Cog stays in power by controlling supplies. Every major salvage run pays him a cut. Every large foundry answers to him or someone he appointed. In return, he assigns gear for major raids and defenses. Crews that cooperate get better equipment. Crews that refuse lose access to fuel and parts.
Below him, lieutenants manage specific jobs and areas. Some oversee factories. Others handle raids, vehicles, or chemical processing. Rivalries are common. Cog allows limited fighting to keep them sharp. If it threatens production or draws outside attacks, he steps in. Punishments include taking vehicles, stripping territory, or sending crews on deadly missions.
This creates constant tension. Crews want better yards and more power, but they rely on each other to hold the district. Small arguments over scrap or insults often turn into street battles. When the fighting ends, Cog’s enforcers decide who gets rebuilt and who is left behind.
The Rust Belt interacts with nearly every major faction in New Vance City.
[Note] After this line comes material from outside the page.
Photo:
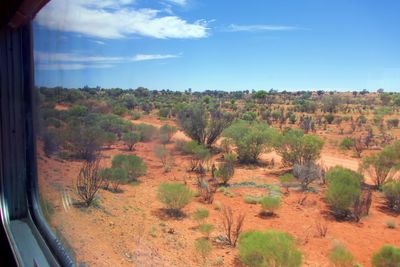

Gear Rats raid Hydro Hegemony convoys, Solar Guardian supply lines, and Citadel-linked shipments. They attack raiders who trespass on their salvage grounds. They clash with the Perimeter Watch when raids cross into guarded zones.
At the same time, they sell gear and take paid jobs. Shadow Syndicate brokers buy weapons and tech from Rust Belt workshops. In return, they supply medicine, information, chemicals, and access to hidden routes. Some Citadel figures quietly buy unmarked Gear Rat equipment through these channels.
Silent Walkers avoid the Rust Belt when possible. The noise and constant movement interfere with their methods. When they do appear, it is for specific targets or items. Their presence makes everyone nervous, since normal defenses do little against shamblers or cult forces that do not react to pain.
The Gear Rats see everything as material. Metal becomes machines. Fuel becomes fire. People become workers or parts. If something can move, they want to mount a weapon on it. If it cannot, they cut it apart and feed it into the next build.